This is 200, Grays Inn Road. The home of The Sunday Times, twenty years ago.
This was my home for nearly 30 years. The Guardian occupied one floor, and this is the newspaper for which I worked continually for a couple of years. The picture editor of The Guardian trained me, a young kid knowing exactly nothing. But he always had faith. I was so green that I didn't know that I could have have used their film, and they would have paid my train fares. So for a couple of years I paid for myself. Saving the Guardian a lot of money, and they never told me what I was entitled to. I wouldn't have cared, I was having my photographs published day after day.
Tthe Sunday Times photographers used the same darkrooms, and eventually their picture editor grabbed me and I began to work for The Sunday Times, having to give up the odd assignment for The Observer. In 1966 Harry Evans had arrived and alsthough he doesn't remember, he sent me to photograph Cassius Clay, soon to be Mohammed Ali. Clay was having a practice bout in Wembley, and all the press were invited. I was the only woman. I was always the only woman. It was that wonderful day I took one of the best photographs of my life. All the press were invited into his dressing room to see him being rubbed down.
However I was forbidden, but he chatted to me later and said he'd never seen a woman photographer before.
In 1968, I joined the staff of the Sunday Times. At that time this newspaper under the leadership of Harold Evans became the best in the world.
To cut the longest story short, as time passed the print unions would disrupt the paper and we never knew whether there would be a paper or not. So Saturday after tense painful Saturday nights, we would all wait listening for the sound of the printing presses. Often there was just nothing. Eventually after ructions and anguish, the management closed us down.
We the journalists were paid all the time the paper was closed. We would go to our meetings, and some of us produced a newspaper for the press so they would know what was happening. Apart form working on our newspaper, I cleared wastepaper baskets.
The stoppage drew all the staff closer together.
After nearly a year, the paper came back.
Then the journalists on The Times lead by Paul Routledge, who had been paid throughout the stoppage went on strike.
This was a disaster. Lord Thomson who had been a benevolent proprieter had had enough and we were up for sale.
Everything seems a bit of a blur now, but rumours of an Evans led buy out and a lot of other stories abounded and speaking for myself it was an agonising time.
January 22nd. 1981, I was sent to a press conference. It was hush hush. I arrived early in a large room filled with TV crews from all over the world.....I sat myself in the front row, shaking like a leaf. In walked Rupert Murdoch, The Sunday Times editor Harold Evans, and the Times editor William Rees Mogg.

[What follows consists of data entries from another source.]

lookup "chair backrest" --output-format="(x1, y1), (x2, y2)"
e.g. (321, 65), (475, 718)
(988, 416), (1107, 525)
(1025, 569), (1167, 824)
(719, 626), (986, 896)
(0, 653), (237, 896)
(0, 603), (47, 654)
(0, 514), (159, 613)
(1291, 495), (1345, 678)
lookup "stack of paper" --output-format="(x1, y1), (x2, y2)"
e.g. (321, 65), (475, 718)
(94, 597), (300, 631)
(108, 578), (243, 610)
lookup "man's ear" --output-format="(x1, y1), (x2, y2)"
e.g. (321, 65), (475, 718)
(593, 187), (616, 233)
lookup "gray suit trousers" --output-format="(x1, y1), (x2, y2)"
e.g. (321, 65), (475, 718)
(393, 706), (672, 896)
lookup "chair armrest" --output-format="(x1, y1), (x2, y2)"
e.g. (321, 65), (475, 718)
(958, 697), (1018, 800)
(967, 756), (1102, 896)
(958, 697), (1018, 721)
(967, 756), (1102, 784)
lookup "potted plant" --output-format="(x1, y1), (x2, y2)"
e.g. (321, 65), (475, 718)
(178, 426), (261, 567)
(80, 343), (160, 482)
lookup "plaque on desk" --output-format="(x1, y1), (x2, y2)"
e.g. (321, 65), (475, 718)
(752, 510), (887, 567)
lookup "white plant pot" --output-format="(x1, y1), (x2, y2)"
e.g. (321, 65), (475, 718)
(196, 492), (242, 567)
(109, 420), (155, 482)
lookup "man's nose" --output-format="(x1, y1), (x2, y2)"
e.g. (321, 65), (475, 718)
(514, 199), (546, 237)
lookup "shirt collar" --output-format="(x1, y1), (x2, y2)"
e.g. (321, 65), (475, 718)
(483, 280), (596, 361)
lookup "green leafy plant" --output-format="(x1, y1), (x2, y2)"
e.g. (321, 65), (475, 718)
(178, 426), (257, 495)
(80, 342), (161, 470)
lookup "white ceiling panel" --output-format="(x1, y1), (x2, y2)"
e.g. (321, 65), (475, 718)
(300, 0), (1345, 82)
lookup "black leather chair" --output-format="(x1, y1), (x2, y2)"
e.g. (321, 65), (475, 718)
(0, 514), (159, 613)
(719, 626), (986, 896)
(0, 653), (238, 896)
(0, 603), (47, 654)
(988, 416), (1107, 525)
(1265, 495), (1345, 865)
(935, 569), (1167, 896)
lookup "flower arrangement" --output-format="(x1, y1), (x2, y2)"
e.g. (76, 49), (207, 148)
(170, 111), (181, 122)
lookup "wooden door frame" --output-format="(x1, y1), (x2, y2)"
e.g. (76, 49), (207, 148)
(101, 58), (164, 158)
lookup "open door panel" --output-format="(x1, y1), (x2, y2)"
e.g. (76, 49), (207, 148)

I was weeping. It was all over. And it was.
Our move to Wapping was a nightmare, and even now I can't talk about the riots, the coffins arriving at various homes, a lot of journalists left. But I stayed.
Our building was sold, and before it was vacated I went in with a pile of huge industrial pens...felt tipped..in black and red...and drew weeping hearts over every white wall, writing silly loving words.
One day on the way to Wapping, passing our building in Grays Inn Road, I saw it was being knocked down, I stopped and took this photograph.
200 Grays Inn Road is now home to ITN, Channel 4 News, Channel 5 News.
P.S . When Harry Evans saw my photographs of the press conference, when it was announced that Murdoch had purchased The Sunday Times, he told me to hide them as they could not be published or even seen as they said something which could be detrimental !!
Murdoch was very clever, he knew Wapping was was his guarded secret and he moved Harry away from The Sunday Times, to edit The Times, therebye isolating him away from his loyal army so there would be no possibility of Evans and us refusing to go.
After a few years, Murdoch sacked Harry, and he(Harry Evans) scrawled a note to me, written on the way to Heathrow, (which I still have)....saying it was my photographs which foretold the awful truth....and please could he have them. So I posted them to New York. where he was living.
About 18 months later, when Andrew Neil was editing our paper, I telephoned the newsroom at The Sunday Times late Saturday night as I wanted to know if a particular photo had been used.
The answer shocked me to the core "We are all stunned because there is a huge photograph of yours right over the front page of The Observer, which was publishing the first extract of Harry's book, "Good Times Bad Times." I nearly fainted. I though I'd get sacked, but I didn't.
The Sunday Times sent The Obsever a huge bill, and the Observer's picture editor took me out to lunch !!
This particular photograph is now framed in Harry's office in New York ! It is also on my website.